Step 1: Prepare the Network
from py3plex.core import multinet
import numpy as np
# Set random seed for reproducibility
np.random.seed(42)
# Load your multilayer network
network = multinet.multi_layer_network().load_network(
"your_network.multiedgelist",
input_type="multiedgelist",
directed=False
)
# Verify the network
network.basic_stats()
# Get the core NetworkX graph
G = network.core_network
Step 2: Generate Random Walks
from py3plex.algorithms.general.walkers import generate_walks
# Generate walks with Node2Vec-style biased sampling
# Recommended starting parameters
walks = generate_walks(
G,
num_walks=10, # 10 walks per node (more = better embeddings, slower)
walk_length=80, # 80 steps per walk (adjust based on graph diameter)
p=1.0, # Return parameter (1.0 = balanced)
q=1.0, # In-out parameter (1.0 = balanced)
seed=42 # For reproducibility
)
print(f"Generated {len(walks)} walks")
print(f"Sample walk: {walks[0][:10]}...") # First 10 nodes of first walk
Step 3: Train Embedding Model
# Requires gensim: pip install gensim
from gensim.models import Word2Vec
# Convert walks to strings (Word2Vec expects string tokens)
walks_str = [[str(node) for node in walk] for walk in walks]
# Train the embedding model
model = Word2Vec(
walks_str,
vector_size=128, # Embedding dimension (64-256 typical)
window=5, # Context window size
min_count=1, # Include nodes that appear at least once
sg=1, # Use skip-gram (1) vs CBOW (0)
workers=4, # Parallel training threads
epochs=5, # Training epochs
seed=42 # Reproducibility
)
print(f"Trained embeddings for {len(model.wv)} nodes")
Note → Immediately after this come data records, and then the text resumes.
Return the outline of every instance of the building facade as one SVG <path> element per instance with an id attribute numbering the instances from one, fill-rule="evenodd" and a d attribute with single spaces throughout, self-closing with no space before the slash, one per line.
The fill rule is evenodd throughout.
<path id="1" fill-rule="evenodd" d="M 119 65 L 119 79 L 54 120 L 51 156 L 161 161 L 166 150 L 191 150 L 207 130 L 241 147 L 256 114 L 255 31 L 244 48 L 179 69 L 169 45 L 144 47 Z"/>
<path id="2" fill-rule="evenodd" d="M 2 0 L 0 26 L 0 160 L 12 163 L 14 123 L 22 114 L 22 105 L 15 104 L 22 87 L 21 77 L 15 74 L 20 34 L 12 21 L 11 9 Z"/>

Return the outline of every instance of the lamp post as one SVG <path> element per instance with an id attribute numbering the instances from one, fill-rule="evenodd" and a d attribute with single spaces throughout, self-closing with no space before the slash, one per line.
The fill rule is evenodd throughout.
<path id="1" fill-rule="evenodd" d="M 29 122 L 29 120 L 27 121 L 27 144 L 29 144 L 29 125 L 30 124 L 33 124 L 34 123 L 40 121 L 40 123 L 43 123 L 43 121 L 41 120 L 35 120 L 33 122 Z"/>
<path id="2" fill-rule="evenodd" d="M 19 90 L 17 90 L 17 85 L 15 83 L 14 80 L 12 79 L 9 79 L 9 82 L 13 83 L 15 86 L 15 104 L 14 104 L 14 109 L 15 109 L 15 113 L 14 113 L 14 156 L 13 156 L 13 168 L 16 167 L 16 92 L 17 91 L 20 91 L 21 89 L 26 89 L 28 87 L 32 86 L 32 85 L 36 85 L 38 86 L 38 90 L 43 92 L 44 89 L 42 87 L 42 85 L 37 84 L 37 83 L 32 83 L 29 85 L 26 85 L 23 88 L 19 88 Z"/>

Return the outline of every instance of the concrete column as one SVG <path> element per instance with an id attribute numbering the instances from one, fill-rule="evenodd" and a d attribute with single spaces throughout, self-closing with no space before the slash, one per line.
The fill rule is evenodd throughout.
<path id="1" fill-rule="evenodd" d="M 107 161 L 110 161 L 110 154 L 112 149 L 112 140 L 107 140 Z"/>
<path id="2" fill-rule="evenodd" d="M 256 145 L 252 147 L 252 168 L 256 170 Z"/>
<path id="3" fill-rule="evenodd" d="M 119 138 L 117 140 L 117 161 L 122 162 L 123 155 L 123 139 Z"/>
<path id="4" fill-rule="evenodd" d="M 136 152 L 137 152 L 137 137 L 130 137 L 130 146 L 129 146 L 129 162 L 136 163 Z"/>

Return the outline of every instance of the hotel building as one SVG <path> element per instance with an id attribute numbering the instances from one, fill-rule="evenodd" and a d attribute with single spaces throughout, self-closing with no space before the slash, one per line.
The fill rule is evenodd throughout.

print(f"Embedding dimension: {model.wv.vector_size}")
Step 4: Extract and Use Embeddings
import numpy as np
# Get all node IDs
node_ids = list(model.wv.index_to_key)
# Create embedding matrix
embeddings = np.array([model.wv[node_id] for node_id in node_ids])
print(f"Embedding matrix shape: {embeddings.shape}")
# Get embedding for a specific node
sample_node = node_ids[0]
node_embedding = model.wv[sample_node]
print(f"Embedding for {sample_node}: {node_embedding[:5]}... (dim={len(node_embedding)})")
# Find similar nodes
similar_nodes = model.wv.most_similar(sample_node, topn=5)
print(f"\nMost similar to {sample_node}:")
for node, similarity in similar_nodes:
print(f" {node}: {similarity:.4f}")
Step 5: Downstream Tasks
Node Clustering:
from sklearn.cluster import KMeans
import numpy as np
# Cluster nodes based on embeddings
n_clusters = 5
kmeans = KMeans(n_clusters=n_clusters, random_state=42)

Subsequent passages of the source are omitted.